First, even for a case insensitive system, I think it's very important to
preserve the case entered by the user. For instance, If I create a user
with the alias 'myCoolAlias' then I wouldn't like to see
'mycoolalias'
displayed in the UI. Same, if I attach a file named
'myCoolPresentation.odp' then I want to see precisely that name on the list
of attachments. So we need to store case sensitive values in the database.
The difference from now will be:
* when creating an entity: check that there's no other entity that has the
same normalized reference (toLowerCase/toUpperCase)
* when retrieving an entity: look for normalized references
This means we'll have to call toLowerCase/toUpperCase very often so we need
proper database indexes. Otherwise we'll have a performance impact.
Right. I posted a similar comment on the Jira issue.
Another interesting idea I was just thinking about would be to add
uniqueness constraints in the database on lower(doc.fullName) for instance.
That would cover the creation step.
Regarding performance, I have found in some quick searches that uniqueness
constraints are also achievable through unique function-based indexes [1].
On both cases, we would have to investigate on the database support or
solutions for using a function like lower() for the database unique
constraint or the unique index.
----------
[1]
http://stackoverflow.com/questions/3944840/create-unqiue-case-insensitive-c…
Second, we have lots of places that query the
database and since we have to
store the raw case-sensitive values then we need to update all this places.
Moreover, since it's not about a single field/column I'm not sure we can
write a query filter to lower the case automatically. Then we also have a
lot of extensions that query the database and that create entities.

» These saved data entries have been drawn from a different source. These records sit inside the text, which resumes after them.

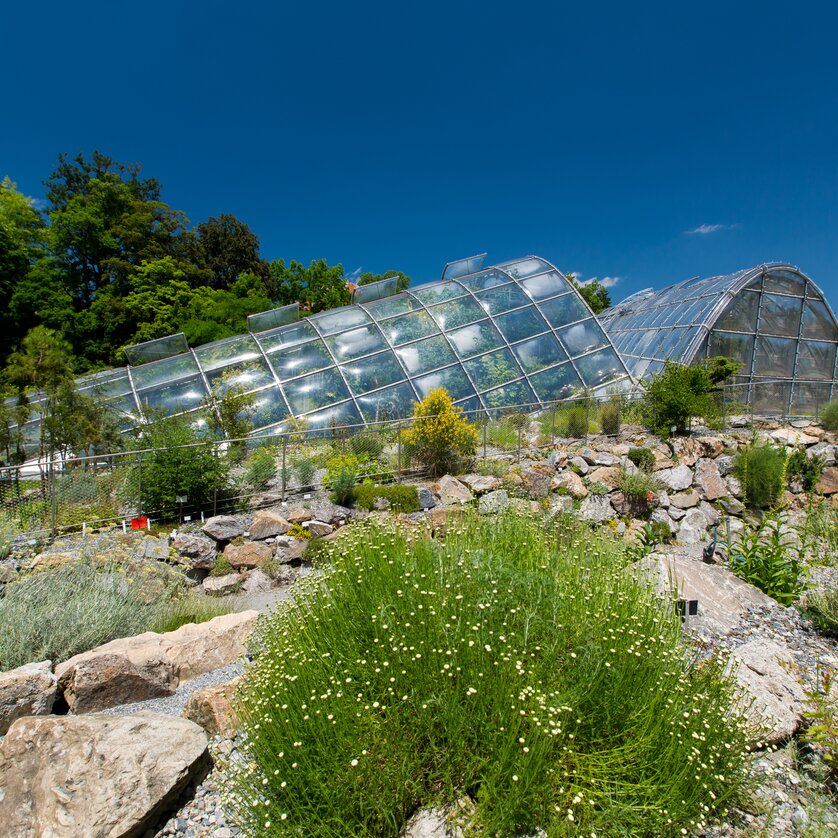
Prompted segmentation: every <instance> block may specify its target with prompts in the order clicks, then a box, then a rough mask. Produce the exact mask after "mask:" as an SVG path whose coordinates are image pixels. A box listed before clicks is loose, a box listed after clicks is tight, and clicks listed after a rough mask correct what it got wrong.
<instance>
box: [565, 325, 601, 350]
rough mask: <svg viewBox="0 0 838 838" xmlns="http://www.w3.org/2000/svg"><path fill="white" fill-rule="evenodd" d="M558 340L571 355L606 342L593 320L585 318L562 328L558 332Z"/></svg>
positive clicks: (599, 327)
mask: <svg viewBox="0 0 838 838" xmlns="http://www.w3.org/2000/svg"><path fill="white" fill-rule="evenodd" d="M559 340H561V342H562V344H563V345H564V348H565V349H566V350H567V352H568V354H569V355H570V356H571V357H572V356H574V355H581V354H582V353H583V352H590V351H591V350H592V349H596V348H597V347H598V346H604V345H605V344H606V342H607V341H606V339H605V335H604V334H603V333H602V329H601V328H600V327H599V325H598V324H597V322H596V321H595V320H585V321H584V322H582V323H576V324H575V325H574V326H568V327H567V328H564V329H562V330H561V331H560V332H559Z"/></svg>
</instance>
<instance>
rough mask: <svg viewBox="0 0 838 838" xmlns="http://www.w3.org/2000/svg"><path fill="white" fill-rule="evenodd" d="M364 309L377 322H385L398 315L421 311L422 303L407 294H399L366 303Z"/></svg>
mask: <svg viewBox="0 0 838 838" xmlns="http://www.w3.org/2000/svg"><path fill="white" fill-rule="evenodd" d="M364 308H365V309H366V310H367V311H368V312H369V313H370V314H371V315H372V316H373V317H374V318H376V319H377V320H384V319H385V318H386V317H395V316H396V315H397V314H405V313H406V312H408V311H416V309H421V308H422V303H420V302H419V301H418V300H414V299H413V297H408V296H407V294H399V295H398V296H397V297H389V298H388V299H386V300H376V301H375V302H374V303H365V304H364Z"/></svg>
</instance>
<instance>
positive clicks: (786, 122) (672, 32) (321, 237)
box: [0, 0, 838, 304]
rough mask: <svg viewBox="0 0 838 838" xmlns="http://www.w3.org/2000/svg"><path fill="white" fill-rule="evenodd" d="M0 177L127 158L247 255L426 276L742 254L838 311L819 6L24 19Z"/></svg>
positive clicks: (425, 277)
mask: <svg viewBox="0 0 838 838" xmlns="http://www.w3.org/2000/svg"><path fill="white" fill-rule="evenodd" d="M3 17H4V26H3V28H4V38H3V49H2V51H0V78H2V79H3V84H2V87H3V109H2V113H3V123H4V125H3V130H2V131H0V177H2V175H4V174H8V175H9V176H10V177H11V178H12V179H13V180H14V181H16V182H17V184H18V187H19V188H20V189H22V190H23V191H25V192H26V193H27V194H31V195H33V196H35V197H38V196H39V195H41V194H42V193H43V187H42V186H41V180H42V179H43V178H44V177H46V175H47V174H48V173H49V171H50V170H51V168H52V166H53V164H54V161H55V158H56V155H57V153H58V152H59V151H61V150H66V151H70V152H75V151H77V150H85V151H90V150H92V149H93V148H99V149H101V150H102V151H105V152H106V153H109V154H111V155H112V156H113V157H115V158H116V159H118V160H122V161H136V162H142V163H143V164H144V166H145V171H146V173H147V174H150V175H154V176H156V177H158V178H159V179H160V180H161V181H162V183H163V184H164V199H165V200H166V201H167V202H168V203H170V204H171V205H172V206H174V207H176V208H178V209H182V210H184V211H185V212H186V214H187V215H188V217H189V218H190V220H191V221H193V222H198V221H201V220H203V219H205V218H206V217H208V216H210V215H214V214H218V213H221V212H232V213H234V214H236V215H237V216H238V217H240V218H241V219H243V220H244V221H246V222H247V223H248V224H250V225H251V227H252V228H253V229H254V230H255V231H256V232H257V233H258V235H259V236H260V238H261V241H262V251H263V255H264V256H266V257H267V258H279V257H285V258H296V259H300V260H303V261H306V262H307V261H309V260H310V259H313V258H317V257H324V258H326V259H328V260H329V261H330V262H338V261H340V262H342V263H343V264H344V266H345V267H346V269H347V271H351V270H353V269H356V268H362V269H363V270H370V271H383V270H386V269H388V268H399V269H402V270H404V271H406V272H407V273H409V274H410V275H411V276H413V277H414V280H416V281H425V280H428V279H432V278H436V277H437V276H438V275H439V272H440V270H441V268H442V265H443V264H444V262H445V261H447V260H450V259H456V258H460V257H464V256H468V255H471V254H473V253H477V252H482V251H484V250H485V251H488V252H489V260H490V261H492V260H495V261H499V260H501V259H506V258H511V257H514V256H518V255H524V254H528V253H537V254H540V255H543V256H545V257H547V258H548V259H550V260H551V261H553V262H554V263H556V264H557V265H558V266H559V267H560V268H561V269H562V270H565V271H578V272H579V273H580V274H581V276H582V277H583V278H590V277H593V276H597V277H600V278H604V277H609V278H612V280H613V278H618V281H617V283H616V286H615V287H614V289H613V291H612V294H613V295H614V297H615V299H619V298H620V297H622V296H624V295H627V294H628V293H630V292H632V291H634V290H637V289H639V288H642V287H647V286H661V285H664V284H668V283H670V282H675V281H677V280H680V279H683V278H686V277H689V276H695V275H701V276H706V275H711V274H714V273H722V272H724V273H726V272H729V271H733V270H736V269H738V268H742V267H747V266H751V265H754V264H757V263H759V262H762V261H771V260H787V261H790V262H792V263H794V264H797V265H799V266H800V267H801V268H802V269H803V270H804V271H806V272H807V273H808V274H809V275H810V276H812V278H813V279H815V281H816V282H818V283H819V284H820V285H821V287H823V288H824V289H825V290H826V292H827V294H828V296H829V297H830V298H831V301H832V302H833V304H836V303H838V267H837V263H836V256H838V96H836V90H838V50H836V48H835V43H834V34H835V32H836V30H838V7H836V6H835V4H833V3H828V2H818V3H810V2H800V3H794V4H789V3H778V2H771V0H765V2H760V3H753V2H730V0H727V2H724V3H716V2H703V3H701V4H685V3H672V2H667V3H631V4H629V3H608V2H600V3H587V4H578V3H574V4H567V3H561V2H552V3H528V2H524V3H503V4H500V3H493V2H480V3H477V2H451V0H449V2H446V3H437V2H423V3H387V4H384V3H364V2H359V3H354V4H350V3H332V2H308V3H294V4H291V3H288V2H279V3H277V2H274V3H268V2H265V3H255V2H239V3H229V2H225V3H220V2H215V0H205V2H201V3H196V2H177V0H168V1H167V2H158V1H157V0H147V2H144V3H142V4H140V3H113V2H109V3H104V2H85V1H84V0H80V2H78V3H73V4H70V3H65V2H62V3H54V2H51V3H31V4H23V3H17V4H13V5H11V6H9V7H7V8H5V9H4V13H3Z"/></svg>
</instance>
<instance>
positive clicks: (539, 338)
mask: <svg viewBox="0 0 838 838" xmlns="http://www.w3.org/2000/svg"><path fill="white" fill-rule="evenodd" d="M512 351H513V352H514V353H515V355H516V356H517V357H518V360H519V361H520V362H521V366H522V367H523V368H524V371H525V372H535V371H536V370H540V369H544V367H549V366H552V365H553V364H557V363H558V362H559V361H565V360H567V353H566V352H565V351H564V349H562V347H561V346H560V345H559V342H558V341H557V340H556V338H555V336H553V335H552V334H546V335H540V336H539V337H537V338H533V339H532V340H527V341H524V343H518V344H516V345H515V346H513V347H512Z"/></svg>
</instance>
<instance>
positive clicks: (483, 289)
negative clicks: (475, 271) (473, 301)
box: [457, 270, 509, 291]
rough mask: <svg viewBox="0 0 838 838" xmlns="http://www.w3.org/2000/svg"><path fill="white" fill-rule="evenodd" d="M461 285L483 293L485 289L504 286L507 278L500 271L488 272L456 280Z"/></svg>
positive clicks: (470, 289) (475, 274)
mask: <svg viewBox="0 0 838 838" xmlns="http://www.w3.org/2000/svg"><path fill="white" fill-rule="evenodd" d="M457 281H458V282H459V283H460V284H461V285H465V287H466V288H468V289H470V290H471V291H484V290H485V289H487V288H494V287H496V286H497V285H504V284H508V283H509V277H508V276H507V275H506V274H505V273H501V271H496V270H489V271H482V272H481V273H479V274H473V275H472V276H464V277H461V278H460V279H458V280H457Z"/></svg>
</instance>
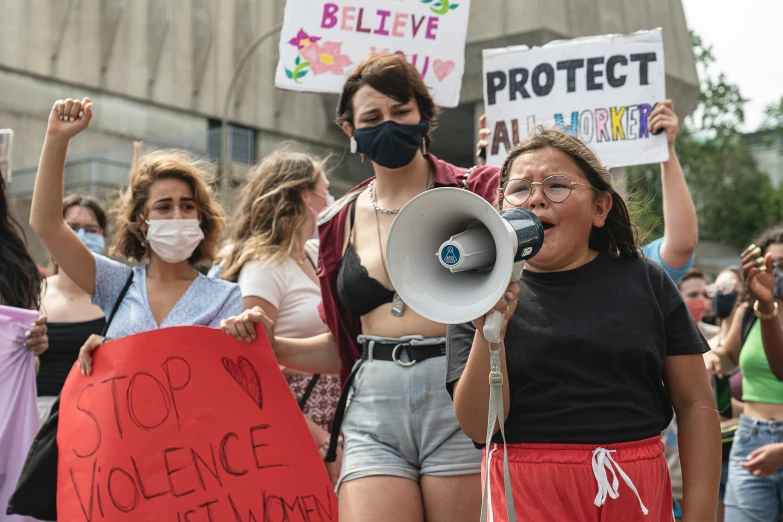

Those
will have to be updated too.
Not sure a filter would be the solution, since queries should be
application-specific.
Lastly, AFAIK lower case and upper case are locale dependent. The 'lower'
query function doesn't have a locale parameter so it depends on the locale
the database has been configured with. So there can be cases when a user
won't be able to retrieve an entity using some locale dependent lowercase
version of the reference because the database computes the lower case
differently than what the user expects (because it uses a different
locale).
Well, as long as we do something like lower(myValue) = lower(dbValue)
instead of myValue = lower(dbValue), we should be good, right? (i. e. apply
the same databse collation/logic on both the searched value and the db
value so that we never get a missmatch).
Not really, the problem you will have is that lower is not going to do
it's job because you are not in the right locale. That means that you
might end up with the request thinking that two values are not equals
while if lower did its job properly it would have been. In XWiki side
we will apply the locale to String.toLower and we will get a different
result which means that you have cases where in the require two
document name are not equals but they are when you compare two
DocumentReference which might create many issues.